Published online by Cambridge University Press: 05 June 2012
Human Development Index
The United Nations Development Programme (UNDP) developed an index designed to create a broader view of a country's development than using average income alone, which on the face of it takes no account of the diffusion of economic benefits through a society or other aspects of human well-being. The Human Development Index (HDI) is a simple summary measure of three dimensions of the human development concept: living a long and healthy life, being educated and having a decent standard of living. The UNDP's rationale is that:
Human development is a process of enlarging people's choices…The three essential ones are for people to lead a long and healthy life, to acquire knowledge and to have access to resources needed for a decent standard of living. If these choices are not available, many other opportunities remain inaccessible.

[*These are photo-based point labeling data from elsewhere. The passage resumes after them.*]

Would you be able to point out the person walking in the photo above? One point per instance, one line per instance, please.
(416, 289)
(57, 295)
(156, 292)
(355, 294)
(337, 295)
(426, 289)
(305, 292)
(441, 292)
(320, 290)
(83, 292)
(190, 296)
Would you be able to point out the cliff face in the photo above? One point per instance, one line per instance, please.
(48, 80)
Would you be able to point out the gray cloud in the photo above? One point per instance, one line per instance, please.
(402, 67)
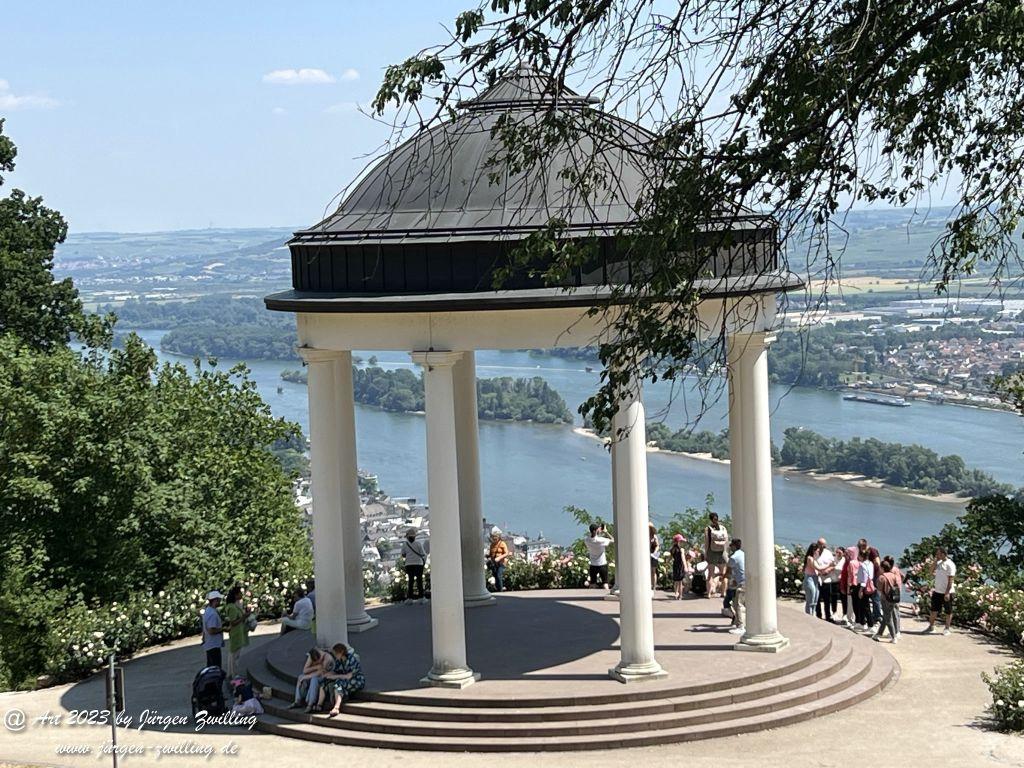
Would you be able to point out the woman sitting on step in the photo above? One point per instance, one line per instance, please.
(318, 663)
(346, 676)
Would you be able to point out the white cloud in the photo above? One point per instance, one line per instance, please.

The HDI combines the three dimensions into one index, and scores each country for each year, with a summary measure between zero and one, a higher score meaning greater human development. While, as we shall see, national income correlates strongly with the HDI, the measure also gives weight to distribution and to the development of social infrastructure. Two components of the HDI – longevity and educational attainment – by their nature reflect upon the well-being of the population as a whole.
The idea of a composite scale is to go beyond the limits of individual measures to capture more of the integrity and complexity of the social experience. An intrinsic problem of constructing composite indicators is that even if all the elements can be scored satisfactorily there is always an arbitrariness about their weightings, how the components are combined into one scale.